PROTOCOL OUTLINE: This is a randomized study. Patients receive dendritic cells derived either from peripheral monocytes or CD34+ cells.
Dendritic cells are pulsed with MART-1 and gp100 immunodominant HLA-A201 peptides prior to infusion, and are administered intralymphatically in the lower extremities for the first 2 courses. Beginning with courses 3 and 4, dendritic cells are administered subcutaneously in the anterior thigh. Dendritic cells are not administered to any extremity that has undergone lymph node dissection.
Patients are randomized to the following treatment arms:
Arm I: Patients undergo leukapheresis to obtain peripheral monocytes. Patients receive dendritic cells derived from peripheral mononuclear cells pulsed with MART-1 and gp100 every 4 weeks for up to 4 courses.

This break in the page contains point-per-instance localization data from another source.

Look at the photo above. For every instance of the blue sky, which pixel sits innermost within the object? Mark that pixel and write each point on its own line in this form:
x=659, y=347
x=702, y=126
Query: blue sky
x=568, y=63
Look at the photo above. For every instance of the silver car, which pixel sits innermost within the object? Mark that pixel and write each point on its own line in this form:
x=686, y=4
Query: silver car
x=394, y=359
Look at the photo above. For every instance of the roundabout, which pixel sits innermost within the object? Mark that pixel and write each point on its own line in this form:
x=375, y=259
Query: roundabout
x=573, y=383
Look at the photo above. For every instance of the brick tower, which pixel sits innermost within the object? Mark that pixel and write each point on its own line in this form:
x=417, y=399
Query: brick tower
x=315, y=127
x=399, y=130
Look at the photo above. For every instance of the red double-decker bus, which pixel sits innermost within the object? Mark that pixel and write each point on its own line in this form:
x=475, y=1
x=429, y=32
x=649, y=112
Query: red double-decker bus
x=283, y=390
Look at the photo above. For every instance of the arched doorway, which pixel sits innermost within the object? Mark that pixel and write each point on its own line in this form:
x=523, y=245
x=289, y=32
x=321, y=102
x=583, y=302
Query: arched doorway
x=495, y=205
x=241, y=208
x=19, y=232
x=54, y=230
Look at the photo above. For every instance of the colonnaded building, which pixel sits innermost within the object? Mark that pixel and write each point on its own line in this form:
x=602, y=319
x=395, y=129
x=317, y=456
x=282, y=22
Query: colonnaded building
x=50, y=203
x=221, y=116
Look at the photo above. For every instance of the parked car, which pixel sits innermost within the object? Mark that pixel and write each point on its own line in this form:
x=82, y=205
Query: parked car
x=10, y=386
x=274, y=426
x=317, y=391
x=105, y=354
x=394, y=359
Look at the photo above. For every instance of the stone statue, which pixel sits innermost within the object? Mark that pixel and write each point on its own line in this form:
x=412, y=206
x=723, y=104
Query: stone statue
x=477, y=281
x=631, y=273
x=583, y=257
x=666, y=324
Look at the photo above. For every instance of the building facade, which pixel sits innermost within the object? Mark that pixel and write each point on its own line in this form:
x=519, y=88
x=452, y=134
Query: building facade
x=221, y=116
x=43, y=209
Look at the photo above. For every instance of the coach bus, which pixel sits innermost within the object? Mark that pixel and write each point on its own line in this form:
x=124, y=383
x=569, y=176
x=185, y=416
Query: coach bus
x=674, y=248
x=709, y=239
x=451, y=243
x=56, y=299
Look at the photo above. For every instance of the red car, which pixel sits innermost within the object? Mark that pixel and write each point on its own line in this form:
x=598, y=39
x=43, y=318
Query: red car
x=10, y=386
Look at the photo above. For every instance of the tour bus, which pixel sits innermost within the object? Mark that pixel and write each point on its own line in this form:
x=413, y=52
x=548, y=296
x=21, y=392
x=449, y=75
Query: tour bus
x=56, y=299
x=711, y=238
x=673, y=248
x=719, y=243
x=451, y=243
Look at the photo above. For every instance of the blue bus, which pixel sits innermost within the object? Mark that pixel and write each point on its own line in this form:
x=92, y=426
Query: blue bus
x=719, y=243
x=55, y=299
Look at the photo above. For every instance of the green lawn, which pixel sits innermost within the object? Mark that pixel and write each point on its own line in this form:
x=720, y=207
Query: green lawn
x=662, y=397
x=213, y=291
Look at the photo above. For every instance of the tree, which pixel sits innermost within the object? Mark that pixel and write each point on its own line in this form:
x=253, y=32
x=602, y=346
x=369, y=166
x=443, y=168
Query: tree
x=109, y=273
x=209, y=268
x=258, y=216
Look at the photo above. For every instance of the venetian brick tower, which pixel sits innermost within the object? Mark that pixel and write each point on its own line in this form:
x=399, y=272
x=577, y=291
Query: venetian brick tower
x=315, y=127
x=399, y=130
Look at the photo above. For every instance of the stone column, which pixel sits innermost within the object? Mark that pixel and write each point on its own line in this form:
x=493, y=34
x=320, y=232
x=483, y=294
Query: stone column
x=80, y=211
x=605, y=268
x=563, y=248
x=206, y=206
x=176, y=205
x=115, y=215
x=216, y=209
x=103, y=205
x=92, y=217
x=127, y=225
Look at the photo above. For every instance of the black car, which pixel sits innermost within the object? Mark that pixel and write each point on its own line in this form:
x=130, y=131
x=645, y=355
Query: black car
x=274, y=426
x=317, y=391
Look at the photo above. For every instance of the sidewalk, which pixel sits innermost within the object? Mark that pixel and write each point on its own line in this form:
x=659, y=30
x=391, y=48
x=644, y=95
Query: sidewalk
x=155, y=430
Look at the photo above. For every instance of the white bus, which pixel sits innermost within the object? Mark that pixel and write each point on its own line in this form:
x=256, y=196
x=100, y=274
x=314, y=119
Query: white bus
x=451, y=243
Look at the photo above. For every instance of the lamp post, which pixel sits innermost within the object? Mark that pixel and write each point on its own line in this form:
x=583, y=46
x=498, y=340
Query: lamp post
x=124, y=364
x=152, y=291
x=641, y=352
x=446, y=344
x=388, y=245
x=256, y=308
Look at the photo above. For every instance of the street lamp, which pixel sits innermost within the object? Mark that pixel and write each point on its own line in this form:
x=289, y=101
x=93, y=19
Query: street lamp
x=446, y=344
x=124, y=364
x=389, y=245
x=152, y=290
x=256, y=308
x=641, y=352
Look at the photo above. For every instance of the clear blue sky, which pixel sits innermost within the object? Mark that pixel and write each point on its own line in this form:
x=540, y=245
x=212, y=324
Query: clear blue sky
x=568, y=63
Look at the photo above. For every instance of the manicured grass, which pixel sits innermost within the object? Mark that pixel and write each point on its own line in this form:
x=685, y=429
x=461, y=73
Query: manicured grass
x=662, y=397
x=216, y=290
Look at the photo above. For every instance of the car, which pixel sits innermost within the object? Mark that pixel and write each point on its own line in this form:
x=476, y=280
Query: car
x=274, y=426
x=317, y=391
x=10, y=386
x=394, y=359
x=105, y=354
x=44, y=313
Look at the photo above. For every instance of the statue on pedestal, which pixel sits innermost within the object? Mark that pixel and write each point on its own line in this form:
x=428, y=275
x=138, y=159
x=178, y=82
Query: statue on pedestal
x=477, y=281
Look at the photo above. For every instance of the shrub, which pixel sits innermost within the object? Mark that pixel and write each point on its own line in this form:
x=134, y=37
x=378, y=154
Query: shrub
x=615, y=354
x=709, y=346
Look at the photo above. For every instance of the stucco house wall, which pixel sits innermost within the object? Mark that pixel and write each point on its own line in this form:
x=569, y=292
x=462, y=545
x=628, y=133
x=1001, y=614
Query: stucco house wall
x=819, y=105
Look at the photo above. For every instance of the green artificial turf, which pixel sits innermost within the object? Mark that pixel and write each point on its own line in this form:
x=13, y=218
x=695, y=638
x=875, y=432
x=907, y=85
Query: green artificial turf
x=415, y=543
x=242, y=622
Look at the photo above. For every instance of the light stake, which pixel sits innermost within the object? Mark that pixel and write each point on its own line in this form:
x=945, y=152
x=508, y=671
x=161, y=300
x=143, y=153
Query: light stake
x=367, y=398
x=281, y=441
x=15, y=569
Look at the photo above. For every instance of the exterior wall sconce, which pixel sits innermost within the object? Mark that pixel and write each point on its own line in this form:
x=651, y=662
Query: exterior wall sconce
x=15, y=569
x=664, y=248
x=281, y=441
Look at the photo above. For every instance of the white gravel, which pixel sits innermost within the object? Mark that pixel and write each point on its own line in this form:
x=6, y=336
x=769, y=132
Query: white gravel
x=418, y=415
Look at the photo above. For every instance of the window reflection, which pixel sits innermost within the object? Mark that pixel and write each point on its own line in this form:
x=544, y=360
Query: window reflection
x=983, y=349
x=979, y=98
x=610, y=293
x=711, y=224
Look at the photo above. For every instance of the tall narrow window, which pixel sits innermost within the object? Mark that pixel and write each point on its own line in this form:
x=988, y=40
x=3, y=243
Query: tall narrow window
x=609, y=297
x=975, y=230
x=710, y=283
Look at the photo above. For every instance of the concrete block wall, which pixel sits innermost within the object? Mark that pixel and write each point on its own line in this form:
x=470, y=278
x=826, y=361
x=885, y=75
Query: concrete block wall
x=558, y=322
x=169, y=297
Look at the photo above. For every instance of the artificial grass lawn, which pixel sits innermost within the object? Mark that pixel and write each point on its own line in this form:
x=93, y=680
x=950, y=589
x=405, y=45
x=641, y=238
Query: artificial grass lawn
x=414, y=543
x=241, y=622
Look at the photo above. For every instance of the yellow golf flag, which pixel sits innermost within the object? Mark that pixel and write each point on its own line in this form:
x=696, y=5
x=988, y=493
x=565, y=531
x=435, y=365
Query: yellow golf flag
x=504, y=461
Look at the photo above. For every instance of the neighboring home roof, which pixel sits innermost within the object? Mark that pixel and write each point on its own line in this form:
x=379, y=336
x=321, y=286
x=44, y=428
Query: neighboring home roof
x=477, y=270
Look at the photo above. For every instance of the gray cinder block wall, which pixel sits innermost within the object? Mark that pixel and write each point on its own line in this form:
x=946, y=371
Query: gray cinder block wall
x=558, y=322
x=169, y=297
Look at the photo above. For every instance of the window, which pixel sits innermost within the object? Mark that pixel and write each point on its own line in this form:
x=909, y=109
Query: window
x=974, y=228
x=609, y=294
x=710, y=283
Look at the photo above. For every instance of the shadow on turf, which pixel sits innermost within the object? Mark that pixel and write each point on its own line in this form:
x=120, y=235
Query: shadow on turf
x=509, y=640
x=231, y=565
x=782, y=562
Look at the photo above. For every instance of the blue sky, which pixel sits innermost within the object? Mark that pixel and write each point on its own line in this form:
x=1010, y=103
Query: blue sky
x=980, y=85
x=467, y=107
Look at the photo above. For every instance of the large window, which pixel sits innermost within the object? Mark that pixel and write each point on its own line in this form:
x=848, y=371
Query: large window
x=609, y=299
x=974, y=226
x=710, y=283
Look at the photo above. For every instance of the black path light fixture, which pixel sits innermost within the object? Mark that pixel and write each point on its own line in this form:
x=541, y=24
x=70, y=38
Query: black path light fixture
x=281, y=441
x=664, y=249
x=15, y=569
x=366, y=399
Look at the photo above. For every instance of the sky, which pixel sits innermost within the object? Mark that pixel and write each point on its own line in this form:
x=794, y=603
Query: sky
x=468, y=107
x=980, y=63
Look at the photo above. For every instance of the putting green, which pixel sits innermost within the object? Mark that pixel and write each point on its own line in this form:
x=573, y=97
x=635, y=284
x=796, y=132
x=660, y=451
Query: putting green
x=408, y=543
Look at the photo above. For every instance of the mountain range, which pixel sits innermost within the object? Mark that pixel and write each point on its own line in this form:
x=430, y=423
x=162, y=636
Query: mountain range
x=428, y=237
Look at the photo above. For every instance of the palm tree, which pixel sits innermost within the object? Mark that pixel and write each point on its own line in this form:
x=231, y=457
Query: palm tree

Arm II: Patients receive 5 daily subcutaneous injections of filgrastim (G-CSF) followed by leukapheresis on days 5 and/or 6. Patients receive dendritic cells derived from CD34+ cells pulsed with MART-1 and gp100 every 4 weeks for up to 4 courses.
Patients are followed at 4 to 6 weeks.
A maximum of 28 patients (14 per treatment arm) will be accrued for this study within 7 months.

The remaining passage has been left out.